Was a great show to watch, not sure if it will be on ABC2 in the future, but keep an eye out for it.
About the show:
China is in the midst of an automotive revolution that has not been witnessed since the halcyon days of Henry Ford. Cars are now the ultimate symbol of status and prosperity in a country that is well on its way to becoming the biggest economy in the world.
But car culture is also bringing about volatile class divisions, the world's worst air pollution, and fierce global competition for limited resources. And it's only just begun.
China is already the second largest auto market in the world and will soon be the biggest - automakers from around the world are in a feeding frenzy for a piece of the action.
Today, car culture is everywhere - in television ads, glossy magazines, glitzy showrooms and international auto shows with scantily clad models. For China's rising middle class, the new prosperity symbolised by the car is intoxicating. For the future of Chinese society, the environment and the world, some of the prospects are chilling.
The story of The Cars That Ate China is told through a diverse group of characters whose lives have been transformed by the car revolution.
We meet a group of well-off kids who race their modified cars around Beijing's highways in the middle of the night; a newly rich small businessman who drives his first new car back to his rural village to proudly show his 75-year-old-father; an American ad man who creates TV commercials to sell cars as status symbols to Chinese men; a migrant family that has come to Beijing to start a car wash business; a millionaire real estate developer who drives a Bentley; a young activist attempting to prevent Beijing's historic neighbourhoods from being destroyed by road construction and high rises; an English writer and Beijing resident who foresees environmental Armageddon; and a female worker who says she is a small screw in the big car called China.
Their stories reflect the hopes, fears, conflicts and contradictions of a society caught up in a whirlwind of unprecedented change.
The film is set in Beijing, once called the 'Bicycle Kingdom' and now the epicentre of China's exploding car culture. The story is a poignant and surprising parable about a world that has profound repercussions for our own.
It was a real eye opener and made you realise how lucky we are in Australia to have what we have. The doco also travelled around with a VW car club which had around 20,000 members. The camera's followed them on a club run and dont they drive like crazy on the freeways.
Was a great show to watch, not sure if it will be on ABC2 in the future, but keep an eye out for it.
About the show:
China is in the midst of an automotive revolution that has not been witnessed since the halcyon days of Henry Ford. Cars are now the ultimate symbol of status and prosperity in a country that is well on its way to becoming the biggest economy in the world.
But car culture is also bringing about volatile class divisions, the world's worst air pollution, and fierce global competition for limited resources. And it's only just begun.

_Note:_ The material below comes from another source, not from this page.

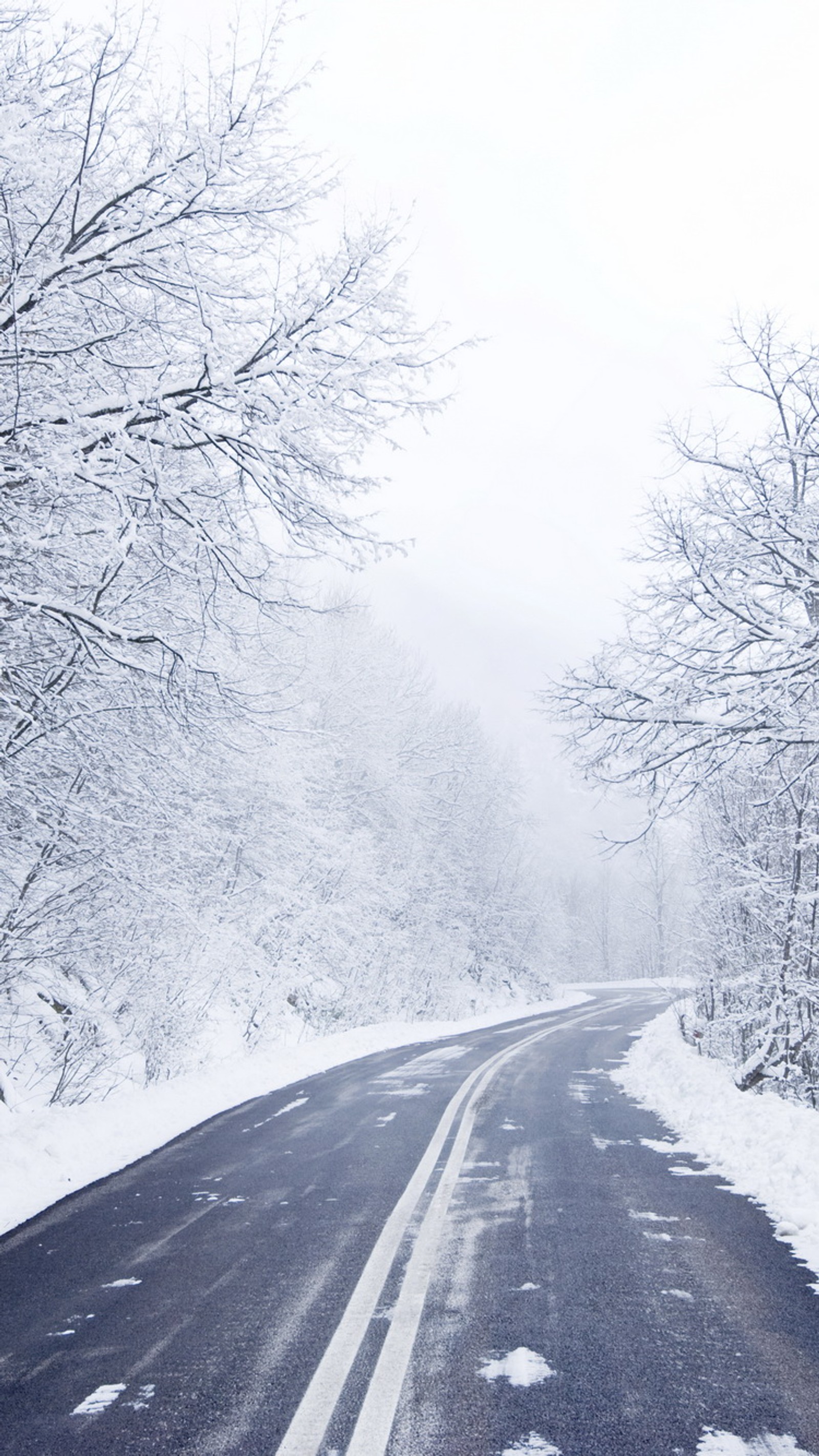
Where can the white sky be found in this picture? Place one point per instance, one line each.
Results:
(596, 185)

China is already the second largest auto market in the world and will soon be the biggest - automakers from around the world are in a feeding frenzy for a piece of the action.

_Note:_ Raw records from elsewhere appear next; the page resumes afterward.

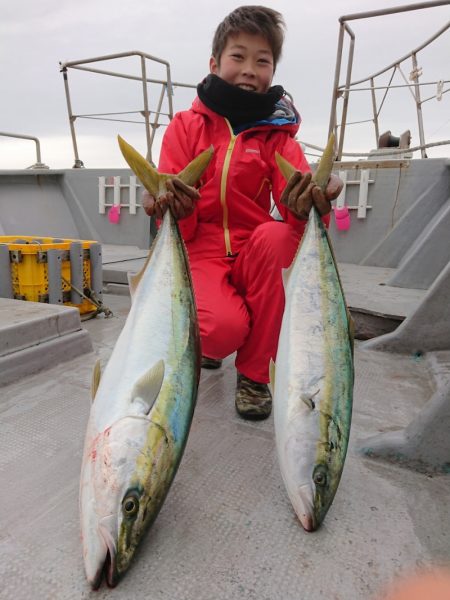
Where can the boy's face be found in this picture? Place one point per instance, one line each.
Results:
(246, 61)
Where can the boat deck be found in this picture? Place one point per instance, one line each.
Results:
(227, 529)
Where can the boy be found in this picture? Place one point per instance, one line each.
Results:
(236, 249)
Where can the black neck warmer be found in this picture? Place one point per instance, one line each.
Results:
(237, 105)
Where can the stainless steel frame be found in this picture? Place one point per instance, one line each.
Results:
(38, 164)
(343, 91)
(150, 126)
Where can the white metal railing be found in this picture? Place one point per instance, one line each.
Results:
(343, 91)
(38, 164)
(116, 184)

Today, car culture is everywhere - in television ads, glossy magazines, glitzy showrooms and international auto shows with scantily clad models. For China's rising middle class, the new prosperity symbolised by the car is intoxicating. For the future of Chinese society, the environment and the world, some of the prospects are chilling.
The story of The Cars That Ate China is told through a diverse group of characters whose lives have been transformed by the car revolution.
We meet a group of well-off kids who race their modified cars around Beijing's highways in the middle of the night; a newly rich small businessman who drives his first new car back to his rural village to proudly show his 75-year-old-father; an American ad man who creates TV commercials to sell cars as status symbols to Chinese men; a migrant family that has come to Beijing to start a car wash business; a millionaire real estate developer who drives a Bentley; a young activist attempting to prevent Beijing's historic neighbourhoods from being destroyed by road construction and high rises; an English writer and Beijing resident who foresees environmental Armageddon; and a female worker who says she is a small screw in the big car called China.
Their stories reflect the hopes, fears, conflicts and contradictions of a society caught up in a whirlwind of unprecedented change.
The film is set in Beijing, once called the 'Bicycle Kingdom' and now the epicentre of China's exploding car culture. The story is a poignant and surprising parable about a world that has profound repercussions for our own.